Responses to President Donald Trump’s choice of U.S. Circuit Judge Brett Kavanaugh for the U.S. Supreme Court broke predictably along party lines among Florida politicians and activists, garnering laurels from Republicans and darts from Democrats.

The voices from Florida that matter the most in the pending summer drama — U.S. Sens. Bill Nelson and Marco Rubio — echoed their respective party mantras but remained somewhat non-committal.

Rubio, a Republican, called Kavanaugh “a qualified, mainstream jurist,” but wouldn’t say how he’ll vote in the Senate confirmation.

“My decision on whether to ultimately support Kavanaugh’s nomination will be based on his commitment to original intent, judicial restraint, and the understanding that the Supreme Court is a ‘trier of law’ appellate court and not a ‘trier of fact’ trial court,” Rubio stated. “This is critically important because too many in the federal judicial system today believe it is appropriate for judges to craft new policies and rights instead of interpreting and defending the Constitution as written.”

Nelson, who’s in what could be the re-election fight of his lengthy political life in a November match-up against Gov. Rick Scott, outlined what he wants to hear from the appellate judge, who’s been involved in a number of Sunshine State issues, including being part of President George W. Bush’s campaign team during the Florida recount in 2000.

“I look forward to meeting with the president’s nominee in the coming weeks to discuss his views on several important issues such as protecting women’s rights, guaranteeing access to health care for those with pre-existing conditions and protecting the right to vote, just to name a few,” Nelson said in a statement. “I will make my decision after that.”

The National Republican Senate Committee rejoiced in the dilemma facing Nelson.

“Bill Nelson has to decide whether he’s willing to risk his Senate seat just to placate the liberal activists who are hell-bent on blocking an eminently qualified nominee to the Supreme Court,” NRSC Spokesperson Camille Gallo said. “Florida voters are watching Nelson closely, and if he abandons them to stand with Chuck Schumer and Senate liberals it will be fresh in their minds when they head to the polls in November.”

But Scott, through his campaign, gave himself leeway.

“I am glad President Trump nominated Judge Brett Kavanaugh to the Supreme Court and look forward to learning more about his record,” Scott tweeted, adding that Nelson needed to give the nominee a “fair hearing.”

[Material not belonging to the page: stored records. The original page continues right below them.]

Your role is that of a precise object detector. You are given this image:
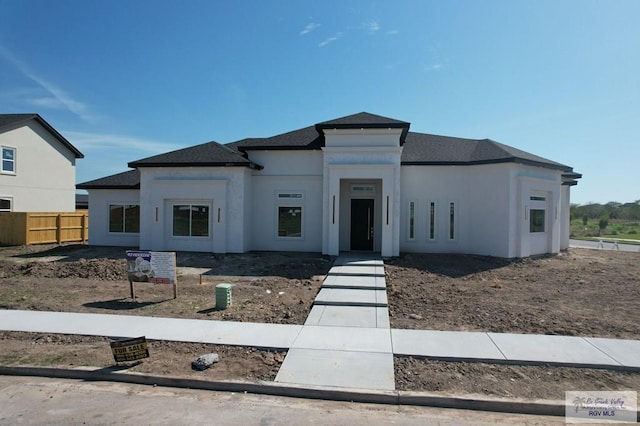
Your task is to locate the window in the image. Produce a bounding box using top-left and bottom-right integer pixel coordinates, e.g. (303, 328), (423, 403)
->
(529, 209), (546, 232)
(429, 201), (436, 240)
(409, 201), (416, 240)
(278, 206), (302, 238)
(173, 204), (209, 237)
(278, 193), (302, 199)
(109, 204), (140, 234)
(449, 201), (456, 240)
(2, 146), (16, 174)
(276, 192), (304, 238)
(0, 198), (11, 212)
(351, 185), (375, 192)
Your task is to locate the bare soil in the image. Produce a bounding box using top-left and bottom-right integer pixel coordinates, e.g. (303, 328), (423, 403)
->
(0, 246), (640, 399)
(385, 249), (640, 339)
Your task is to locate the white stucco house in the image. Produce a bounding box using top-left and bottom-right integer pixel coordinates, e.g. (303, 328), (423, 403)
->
(78, 113), (581, 258)
(0, 114), (84, 212)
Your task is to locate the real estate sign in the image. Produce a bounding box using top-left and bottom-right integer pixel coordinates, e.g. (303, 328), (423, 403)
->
(110, 336), (149, 362)
(127, 250), (177, 299)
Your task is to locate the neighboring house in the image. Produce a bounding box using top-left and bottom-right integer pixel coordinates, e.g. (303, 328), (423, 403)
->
(78, 113), (581, 258)
(0, 114), (84, 212)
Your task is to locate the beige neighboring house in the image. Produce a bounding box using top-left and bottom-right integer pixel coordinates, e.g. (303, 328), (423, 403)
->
(0, 114), (84, 212)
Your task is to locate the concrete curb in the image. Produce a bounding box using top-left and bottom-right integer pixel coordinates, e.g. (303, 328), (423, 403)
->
(0, 366), (565, 416)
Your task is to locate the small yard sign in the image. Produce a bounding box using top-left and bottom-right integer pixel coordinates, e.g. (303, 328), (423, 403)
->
(111, 336), (149, 362)
(127, 250), (178, 299)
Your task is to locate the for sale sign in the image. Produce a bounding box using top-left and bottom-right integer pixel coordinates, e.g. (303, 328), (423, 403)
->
(111, 336), (149, 362)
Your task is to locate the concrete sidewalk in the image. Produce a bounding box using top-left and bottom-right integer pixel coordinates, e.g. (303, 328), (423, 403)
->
(0, 253), (640, 390)
(275, 256), (395, 390)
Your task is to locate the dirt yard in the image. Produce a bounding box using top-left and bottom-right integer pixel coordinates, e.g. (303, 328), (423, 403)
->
(0, 246), (640, 399)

Florida’s top-of-the-ticket pols may be tight-lipped about Kavanaugh, but other Sunshine State GOP leaders took part in the national full-court press launched by Republicans in the push for his speedy confirmation.

Congressman Matt Gaetz, a Fort Walton Beach lawyer and former state House member who regularly appears on Fox News to tout Trump, joined Republican Party of Florida Chairman Blaise Ingoglia in a press call to root for the president’s Supreme Court pick and to threaten U.S. Sen. Bill Nelson and other Democrats who might drag out the judge’s confirmation.

Gaetz made clear where Kavanaugh stands on abortion, an issue that has abortion-rights supporters calling for the judge to be rejected and abortion opponents cheering Trump’s choice.

“It’s clear that he will defend unborn life. His decisions have reflected an opposition to the type of abortion on demand that we think will be a productive direction for the court,” Gaetz said.

But, he added, Kavanaugh “isn’t on a jihad to overturn” the seminal Roe v. Wade decision that cemented women’s abortion rights.

Ingoglia warned that it would backfire if Nelson stands in the way of the judge’s confirmation.

“We are not that far away from a general election, so the longer Democrats drag this out, the better it’s going to be for Republicans,” the party chief said, adding that a delay would “get Republicans excited and motivated” to remove “obstructionists.”

Even with Kavanaugh on the court, Gaetz said he didn’t believe justices would completely ban abortion. But they could sign off on controversial state laws, such as laws that would define life as a fetus’ ability to experience pain or as the presence of a heartbeat, the congressman predicted.

Ingoglia discounted a possible backlash from pro-choice Republican women in November, saying abortion is a key issue for most GOP voters during midterm elections.

“There are plenty of pro-choice Republicans, but I will tell you that it would be a motivating factor for the base, if you had a bunch of people, (like) Bill Nelson, coming out and saying they did not want to confirm Judge Kavanaugh based upon that issue,” he said.


Chief Financial Officer Jimmy Patronis came under fire by Democrats, the NAACP and others following a report by the freshly-minted, Tallahassee-based Florida Phoenix that highlighted his questioning of a black clemency applicant last month.

Patronis asked Erwin Jones how many children he had, and followed up with “how many different mothers to those children?”

Patronis’ campaign this week defended the Cabinet member by circulating info on previous queries he’s made of white clemency applicants at three separate hearings.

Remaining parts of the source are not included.